HESI RN
Pharmacology HESI Quizlet Questions
Question 1 of 5
A client is taking Humulin NPH insulin daily every morning. The nurse reinforces instructions for the client and tells the client that the most likely time for a hypoglycemic reaction to occur is:
Correct Answer: B
Rationale: Failed to generate a rationale of 500+ characters after 5 retries.
Question 2 of 5
A client is taking propranolol (Inderal LA). Which data collection finding would indicate a potential serious complication associated with propranolol?
Correct Answer: B
Rationale: The development of audible expiratory wheezes may indicate a serious adverse reaction, bronchospasm, associated with propranolol. Beta-blockers can trigger bronchospasm, especially in clients with chronic obstructive pulmonary disease or asthma. This complication can lead to significant respiratory distress and should be addressed promptly to prevent further complications.
Question 3 of 5
A home health care nurse is visiting a client with elevated triglyceride levels and a serum cholesterol level of 398 mg/dL. The client is taking cholestyramine (Questran). Which of the following statements, if made by the client, indicates the need for further education?
Correct Answer: D
Rationale: Nicotinic acid, even an over-the-counter form, should be avoided because it may lead to liver abnormalities.

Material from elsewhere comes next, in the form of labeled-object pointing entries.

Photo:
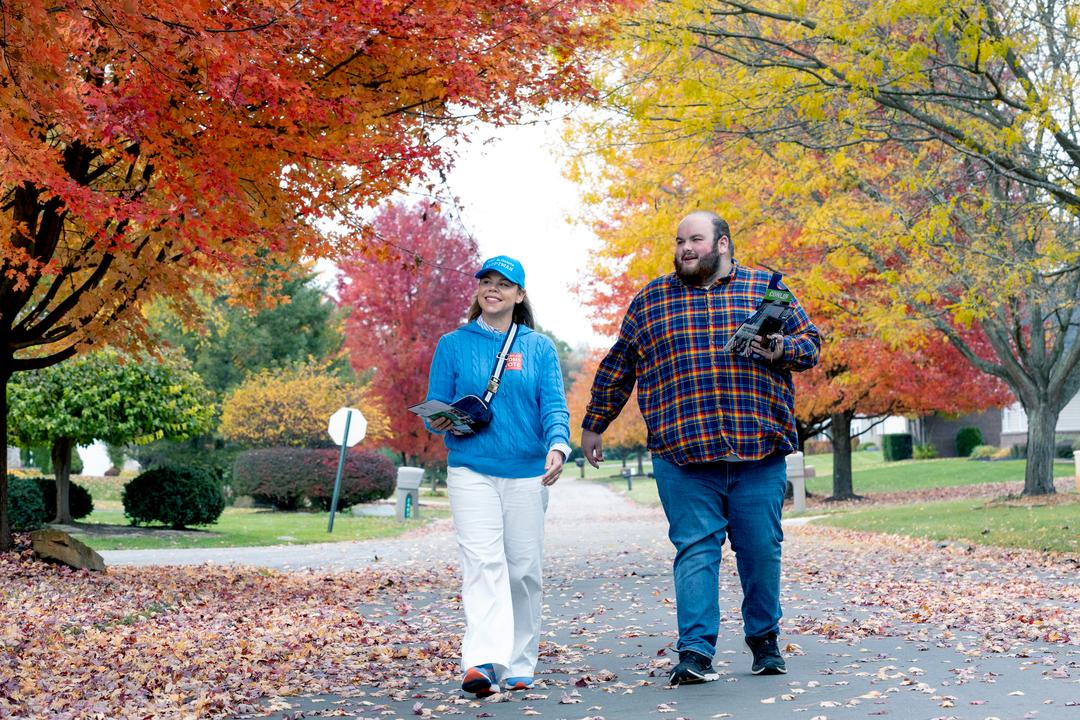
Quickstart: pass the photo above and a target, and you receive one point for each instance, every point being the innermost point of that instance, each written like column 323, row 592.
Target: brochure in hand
column 769, row 317
column 435, row 409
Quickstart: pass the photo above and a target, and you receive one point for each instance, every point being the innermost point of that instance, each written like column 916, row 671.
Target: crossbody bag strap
column 500, row 363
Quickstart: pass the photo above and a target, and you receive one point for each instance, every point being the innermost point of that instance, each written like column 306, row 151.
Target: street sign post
column 347, row 428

All lipid-lowering medications also can cause liver abnormalities, so a combination of nicotinic acid and cholestyramine resin is to be avoided. Constipation and bloating are the two most common side effects. Walking and the reduction of fats in the diet are therapeutic measures to reduce cholesterol and triglyceride levels.
Question 4 of 5
A client is receiving sulfisoxazole. Which of the following should be included in the list of instructions?
Correct Answer: B
Rationale: When a client is taking sulfisoxazole, it is important to maintain a high fluid intake. Each dose of sulfisoxazole should be taken with a full glass of water, as the medication is more soluble in alkaline urine. Restricting fluid intake is not recommended as it can lead to inadequate hydration. Dark brown urine may be a side effect of some forms of sulfisoxazole but does not necessarily warrant immediate notification of the healthcare provider unless accompanied by other concerning symptoms. Decreasing the dosage when symptoms improve is not advised as it may lead to treatment failure or the development of resistance.
Question 5 of 5
When monitoring a client for acute toxicity associated with bethanechol chloride (Urecholine), what sign should the nurse check for to indicate toxicity?
Correct Answer: C
Rationale: The correct answer is C: Bradycardia. Toxicity from bethanechol chloride (Urecholine) can lead to excessive muscarinic stimulation, resulting in manifestations like salivation, sweating, involuntary urination and defecation, bradycardia, and severe hypotension. When facing toxicity, treatment involves supportive measures and administering atropine sulfate subcutaneously or intravenously.